Movieline

In Theaters: Bad Lieutenant: Port of Call New Orleans

Somewhere in the middle of Werner Herzog's Bad Lieutenant: Port of Call New Orleans, police lieutenant Terence McDonagh (Nicolas Cage) bets on New Orleans and loses big. Cage, looking like he wandered off the set of The Shield and humped all the way to Louisiana in a bad suit and a mescaline haze, is in the grip of several addictions and neck-deep in various permutations of shit, but he just can't stop betting on the Saints. Over the course of this punchy, seriously strange (if less seriously essential) film, McDonagh becomes an extension of the blighted port -- one of the friendliest cities in the country and also the most violent -- making up rules as he goes along, incandescently self-destructive yet plainly bent on his own survival.
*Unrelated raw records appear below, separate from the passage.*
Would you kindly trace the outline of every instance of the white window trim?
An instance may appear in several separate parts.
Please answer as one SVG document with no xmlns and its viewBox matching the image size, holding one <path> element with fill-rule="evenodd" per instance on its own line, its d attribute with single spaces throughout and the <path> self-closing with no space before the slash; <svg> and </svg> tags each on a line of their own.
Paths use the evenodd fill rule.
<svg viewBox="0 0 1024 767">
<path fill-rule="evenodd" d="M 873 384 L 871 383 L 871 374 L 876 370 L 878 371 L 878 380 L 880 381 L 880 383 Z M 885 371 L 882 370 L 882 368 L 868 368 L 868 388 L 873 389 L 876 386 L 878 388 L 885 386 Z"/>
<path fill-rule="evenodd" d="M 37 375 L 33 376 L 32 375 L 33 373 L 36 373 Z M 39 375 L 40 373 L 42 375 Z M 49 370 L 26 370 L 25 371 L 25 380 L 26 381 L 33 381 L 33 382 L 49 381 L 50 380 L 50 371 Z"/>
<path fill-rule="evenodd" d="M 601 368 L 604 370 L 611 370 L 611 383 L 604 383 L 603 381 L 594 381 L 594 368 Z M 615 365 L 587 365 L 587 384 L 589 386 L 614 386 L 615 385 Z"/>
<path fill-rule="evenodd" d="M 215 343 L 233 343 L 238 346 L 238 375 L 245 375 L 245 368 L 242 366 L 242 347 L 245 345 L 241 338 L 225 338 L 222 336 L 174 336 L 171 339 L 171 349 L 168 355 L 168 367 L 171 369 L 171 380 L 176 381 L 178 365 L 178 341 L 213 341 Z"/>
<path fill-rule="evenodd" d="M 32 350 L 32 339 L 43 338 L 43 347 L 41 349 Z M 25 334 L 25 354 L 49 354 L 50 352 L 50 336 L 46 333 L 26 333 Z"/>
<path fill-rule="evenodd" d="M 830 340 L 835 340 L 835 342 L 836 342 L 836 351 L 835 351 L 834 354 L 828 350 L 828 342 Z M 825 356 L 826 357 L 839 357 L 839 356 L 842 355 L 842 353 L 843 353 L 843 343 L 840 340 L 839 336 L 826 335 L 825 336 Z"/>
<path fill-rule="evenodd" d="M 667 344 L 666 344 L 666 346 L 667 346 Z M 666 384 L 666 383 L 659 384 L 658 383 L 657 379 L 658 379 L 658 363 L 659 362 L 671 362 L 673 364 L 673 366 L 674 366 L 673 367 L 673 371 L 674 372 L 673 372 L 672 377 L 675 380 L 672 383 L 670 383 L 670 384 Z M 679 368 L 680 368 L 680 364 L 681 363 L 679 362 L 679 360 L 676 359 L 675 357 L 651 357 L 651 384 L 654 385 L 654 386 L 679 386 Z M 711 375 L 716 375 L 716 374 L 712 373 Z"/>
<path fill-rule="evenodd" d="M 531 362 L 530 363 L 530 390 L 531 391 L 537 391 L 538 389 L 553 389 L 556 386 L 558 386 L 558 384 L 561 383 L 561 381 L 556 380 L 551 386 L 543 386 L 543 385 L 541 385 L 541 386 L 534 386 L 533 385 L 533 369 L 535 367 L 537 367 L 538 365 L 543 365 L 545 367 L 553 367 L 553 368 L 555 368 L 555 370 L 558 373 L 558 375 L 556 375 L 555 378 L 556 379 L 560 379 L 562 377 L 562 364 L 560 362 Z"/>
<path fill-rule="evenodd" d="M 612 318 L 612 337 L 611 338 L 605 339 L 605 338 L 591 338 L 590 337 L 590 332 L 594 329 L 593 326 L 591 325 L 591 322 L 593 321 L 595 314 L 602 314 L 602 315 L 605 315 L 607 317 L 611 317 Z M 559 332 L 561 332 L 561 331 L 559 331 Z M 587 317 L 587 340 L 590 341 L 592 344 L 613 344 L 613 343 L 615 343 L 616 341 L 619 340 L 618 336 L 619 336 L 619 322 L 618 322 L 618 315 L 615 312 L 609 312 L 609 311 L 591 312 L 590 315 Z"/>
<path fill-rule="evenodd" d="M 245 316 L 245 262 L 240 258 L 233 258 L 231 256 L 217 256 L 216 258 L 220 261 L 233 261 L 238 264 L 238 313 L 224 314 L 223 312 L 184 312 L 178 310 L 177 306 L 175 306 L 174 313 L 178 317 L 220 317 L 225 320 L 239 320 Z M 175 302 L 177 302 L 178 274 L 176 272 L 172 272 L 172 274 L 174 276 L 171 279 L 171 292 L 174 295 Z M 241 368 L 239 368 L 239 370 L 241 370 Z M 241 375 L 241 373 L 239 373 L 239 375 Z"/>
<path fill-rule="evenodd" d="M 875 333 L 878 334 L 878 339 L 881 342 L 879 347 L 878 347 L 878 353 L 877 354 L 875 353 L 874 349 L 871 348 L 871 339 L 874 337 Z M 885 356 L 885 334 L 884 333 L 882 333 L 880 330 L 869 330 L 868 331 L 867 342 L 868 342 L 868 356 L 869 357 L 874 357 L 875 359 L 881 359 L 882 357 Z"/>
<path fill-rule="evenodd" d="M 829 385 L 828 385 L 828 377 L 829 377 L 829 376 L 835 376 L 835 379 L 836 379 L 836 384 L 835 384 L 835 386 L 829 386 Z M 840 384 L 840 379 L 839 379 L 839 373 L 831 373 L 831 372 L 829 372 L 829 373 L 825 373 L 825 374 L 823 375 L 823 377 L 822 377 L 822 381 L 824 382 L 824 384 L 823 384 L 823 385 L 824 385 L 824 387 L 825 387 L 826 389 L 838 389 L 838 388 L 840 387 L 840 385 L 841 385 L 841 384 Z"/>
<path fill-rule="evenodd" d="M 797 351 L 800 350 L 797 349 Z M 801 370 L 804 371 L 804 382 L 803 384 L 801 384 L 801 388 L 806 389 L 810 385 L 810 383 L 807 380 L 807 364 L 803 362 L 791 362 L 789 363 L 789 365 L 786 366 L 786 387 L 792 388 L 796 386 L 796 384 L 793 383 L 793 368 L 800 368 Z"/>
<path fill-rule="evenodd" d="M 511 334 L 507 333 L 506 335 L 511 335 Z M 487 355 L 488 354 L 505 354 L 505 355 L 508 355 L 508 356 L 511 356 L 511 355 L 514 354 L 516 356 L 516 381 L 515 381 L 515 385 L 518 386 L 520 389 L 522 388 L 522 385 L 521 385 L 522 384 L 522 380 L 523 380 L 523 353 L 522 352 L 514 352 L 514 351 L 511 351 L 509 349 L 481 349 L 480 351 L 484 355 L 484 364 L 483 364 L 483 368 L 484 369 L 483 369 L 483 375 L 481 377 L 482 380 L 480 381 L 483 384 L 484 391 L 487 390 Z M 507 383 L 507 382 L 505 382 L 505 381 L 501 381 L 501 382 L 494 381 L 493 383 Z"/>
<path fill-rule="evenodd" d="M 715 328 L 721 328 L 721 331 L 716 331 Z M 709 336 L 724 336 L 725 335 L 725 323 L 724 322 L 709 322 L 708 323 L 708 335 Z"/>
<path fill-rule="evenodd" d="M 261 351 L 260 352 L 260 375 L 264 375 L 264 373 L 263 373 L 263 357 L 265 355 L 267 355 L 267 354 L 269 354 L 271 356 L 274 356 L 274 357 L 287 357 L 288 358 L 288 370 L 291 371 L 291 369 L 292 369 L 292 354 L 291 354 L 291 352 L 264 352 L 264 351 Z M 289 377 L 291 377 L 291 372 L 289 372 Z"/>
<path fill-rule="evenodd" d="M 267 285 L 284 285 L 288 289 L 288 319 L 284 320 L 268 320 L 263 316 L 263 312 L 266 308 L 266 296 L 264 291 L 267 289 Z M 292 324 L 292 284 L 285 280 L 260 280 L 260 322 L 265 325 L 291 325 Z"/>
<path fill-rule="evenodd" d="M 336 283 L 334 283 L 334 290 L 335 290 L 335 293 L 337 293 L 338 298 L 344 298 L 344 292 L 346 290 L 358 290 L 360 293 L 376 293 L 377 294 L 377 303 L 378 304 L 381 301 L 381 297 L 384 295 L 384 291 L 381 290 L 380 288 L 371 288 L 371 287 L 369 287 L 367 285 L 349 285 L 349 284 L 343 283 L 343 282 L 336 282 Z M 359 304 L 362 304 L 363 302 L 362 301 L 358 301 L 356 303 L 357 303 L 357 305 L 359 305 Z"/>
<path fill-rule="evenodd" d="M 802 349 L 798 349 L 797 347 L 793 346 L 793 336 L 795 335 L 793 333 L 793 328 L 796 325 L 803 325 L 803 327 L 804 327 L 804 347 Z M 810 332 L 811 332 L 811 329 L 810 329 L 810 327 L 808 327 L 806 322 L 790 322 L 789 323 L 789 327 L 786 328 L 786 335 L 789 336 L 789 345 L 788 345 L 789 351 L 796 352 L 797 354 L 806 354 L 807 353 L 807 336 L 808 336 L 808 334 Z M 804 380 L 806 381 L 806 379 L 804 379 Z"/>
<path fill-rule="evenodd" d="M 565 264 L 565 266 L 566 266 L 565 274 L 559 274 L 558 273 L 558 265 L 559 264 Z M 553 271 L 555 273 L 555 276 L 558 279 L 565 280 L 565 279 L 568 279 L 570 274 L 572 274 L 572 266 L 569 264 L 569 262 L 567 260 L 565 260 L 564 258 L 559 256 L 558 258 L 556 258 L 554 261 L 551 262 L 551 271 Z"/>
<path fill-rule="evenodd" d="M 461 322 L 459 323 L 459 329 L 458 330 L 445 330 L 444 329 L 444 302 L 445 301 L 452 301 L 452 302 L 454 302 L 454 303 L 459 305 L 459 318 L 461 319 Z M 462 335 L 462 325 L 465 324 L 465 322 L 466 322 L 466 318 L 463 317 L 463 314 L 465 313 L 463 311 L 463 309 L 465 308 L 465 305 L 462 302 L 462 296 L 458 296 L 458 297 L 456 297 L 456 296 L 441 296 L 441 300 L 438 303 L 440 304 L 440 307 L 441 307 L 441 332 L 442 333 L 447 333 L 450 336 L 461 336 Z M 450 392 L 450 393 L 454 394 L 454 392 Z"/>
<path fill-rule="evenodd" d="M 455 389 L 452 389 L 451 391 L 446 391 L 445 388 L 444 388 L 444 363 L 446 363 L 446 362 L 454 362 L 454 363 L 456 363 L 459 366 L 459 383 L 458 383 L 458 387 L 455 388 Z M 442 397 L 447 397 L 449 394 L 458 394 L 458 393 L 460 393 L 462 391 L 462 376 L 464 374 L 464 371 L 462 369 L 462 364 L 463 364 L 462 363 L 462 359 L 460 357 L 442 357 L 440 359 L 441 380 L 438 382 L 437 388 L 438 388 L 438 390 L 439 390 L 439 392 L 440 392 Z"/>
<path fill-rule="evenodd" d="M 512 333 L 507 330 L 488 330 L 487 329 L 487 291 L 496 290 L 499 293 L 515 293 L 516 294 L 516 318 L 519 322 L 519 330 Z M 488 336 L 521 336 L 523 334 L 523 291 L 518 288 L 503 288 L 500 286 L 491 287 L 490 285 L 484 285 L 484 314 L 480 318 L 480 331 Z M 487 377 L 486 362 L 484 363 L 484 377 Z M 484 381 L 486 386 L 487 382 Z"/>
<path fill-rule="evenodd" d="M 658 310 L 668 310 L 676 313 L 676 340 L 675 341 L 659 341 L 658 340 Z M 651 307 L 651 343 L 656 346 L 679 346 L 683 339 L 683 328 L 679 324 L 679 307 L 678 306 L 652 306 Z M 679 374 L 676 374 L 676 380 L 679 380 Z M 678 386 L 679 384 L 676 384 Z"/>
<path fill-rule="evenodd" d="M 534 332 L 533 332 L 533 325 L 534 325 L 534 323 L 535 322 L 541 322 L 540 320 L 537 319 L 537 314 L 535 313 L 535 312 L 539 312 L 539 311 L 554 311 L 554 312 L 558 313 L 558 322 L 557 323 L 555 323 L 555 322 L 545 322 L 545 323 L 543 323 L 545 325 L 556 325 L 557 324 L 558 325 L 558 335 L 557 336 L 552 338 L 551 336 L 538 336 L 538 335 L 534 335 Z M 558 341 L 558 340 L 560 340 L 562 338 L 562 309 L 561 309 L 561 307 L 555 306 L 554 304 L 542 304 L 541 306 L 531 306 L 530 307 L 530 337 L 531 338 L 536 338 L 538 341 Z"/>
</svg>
"They just like to fuck with you," my friend assured me a couple of weeks ago, after we were pulled over by the NOPD and were sitting quietly in her car, waiting for the officers to approach. There were no plates on her car, and she didn't have a license, so I was pretty sure we were both going to jail, but the officers just shone their flashlights in our faces and waved us on, satisfied with the shrink-wrapped plate she pulled from the back seat. "They want you to think they're watching. If we were black, though, it would be a different story." The rules are relative -- or simply capricious -- in Bad Lieutenant as well: In the opening scene we see the flooded, sunken holding cell of a jail, circa August 2005; McDonagh's partner (played by Val Kilmer) suggests leaving the lone prisoner trapped inside to die, but McDonagh, in an act of valor that leads pretty directly to his descent into drug addiction and its attendant felonies, dives down to save him.

Back in the resplendently weird form of films like Raising Arizona and Wild at Heart, Cage's sad old lady face and baggy, loose-limbed depravity suit the role well, although the latter is slightly modified by a scoliosis hitch in his shoulder, the result of the back injury sustained while saving prisoner X. The injury, however, doesn't interfere with his ability to bone a young woman in a parking lot while her boyfriend is forced to look on, an indignity added to having just been shaken down by a cop for the drugs he was holding. Just who is the crack whore is the questioned begged by this early, over-the-top sequence: everything's topsy-turvy, no one knows their place anymore, if they ever did, and no one really cares.

Director Herzog, perhaps free now to shed the year or so of churlish coquetry on the subject of whether this film would be a sequel, remake, or homage to Abel Ferrara's 1992 predecessor of the same name, made a wise but difficult choice in relocating the scenario to New Orleans. How does one shoot a noir in a city without shadows? Herzog favors the baking, uninterrupted sunlight of the low-slung, literally washed out wards of the city over the French quarter and more lush, colonial strips. Even indoors, when for instance McDonagh is visiting his troublesome but sweet call girl girlfriend (Eva Mendes), the light is bright and flat, almost oppressively so. The shadows manifest themselves in other, more material ways: McDonagh keeps seeing iguanas -- ugly, awesome little beasts who turn up on a kitchen table during an interrogation and cock a haughty eye to the camera during one of the film's hinkiest scenes. Several of nature's people figure in a similar way: a pet fish in a bag, a heaving dog in a car, and a snake winding through the flood waters reenforce the film's sunburned cast of displacement, lost bearings. When, ultimately, a soul is displaced from its body, McDonagh looks on with glee as it proceeds to do some killer breakdancing in the middle of the room.

Loosely structured as a procedural (McDonagh is investigating the drug-related murder of a Senegalese family), Bad Lieutenant is more concerned with conjuring an atmosphere of existential decay and giddy foreboding than the moral investigation and glum anxiety of (forgive me, Werner) the original. As our conduit, Cage embodies the perversities of a crooked cop who's often as bad at being bad as he is at being good: McDonagh, introduced as a hero, descends into badge-flashing tyranny, an entitled, compulsive prick who's not even wrong. "This is a government of law, not men," are the words engraved on the New Orleans city hall, but Bad Lieutenant has a whole lot of fun suggesting otherwise. McDonagh may be nuts, but treating law and order (to say nothing of ethics) like a kind of personal pyramid scheme -- take some, swap some, give some, just keep that fucker rolling -- is hardly the purview of the insane, or even the merely bad. Some might say it's the American way.